Sumida en ese mundo, tan cercano un tiempo pero tan indeseable ahora para sus padres, Cordelia frecuentaba poco a los abuelos de Leonor y se cuidaba mucho de poner frente a sus ojos de laicos monásticos el hálito juguetón y disperso de su alma, proclive a la herejía involuntaria y a la simple alegría de vivir. No obstante, en los trapos de más que se derramaban sobre su atuendo esforzadamente conservador y en sus comentarios risueños sobre casi cualquier cosa que viniera a la plática, Leonor había olido a la eufórica, a la loca, a la desmesurada.

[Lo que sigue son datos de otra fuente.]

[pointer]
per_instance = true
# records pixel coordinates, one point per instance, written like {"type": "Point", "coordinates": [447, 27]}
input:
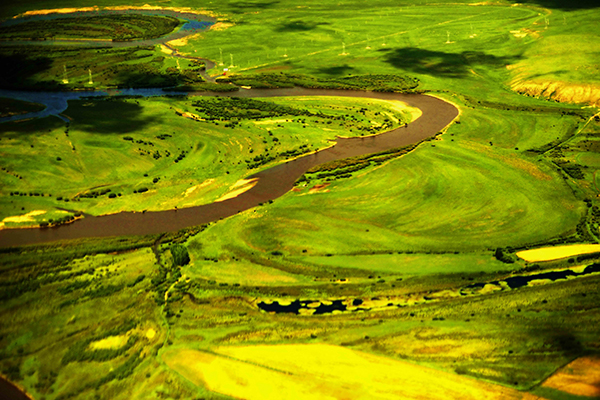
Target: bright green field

Y durante sus mínimas escapadas al cuarto detenido de Natalia, en los comentarios punzantes y mal hablados de Cordelia, había tenido la anticipación si no de un alma cómplice al menos de una ventana abierta al aire libre. No titubeó entonces en llamarle, como le había sugerido Ramón Gonzalbo, y no le extrañó que la respuesta de Cordelia fuera de llana aceptación y al mismo tiempo de democrática soma cuando Leonor señaló que la entrevista debía ser lejos de casa de los abuelos y "de mujer a mujer".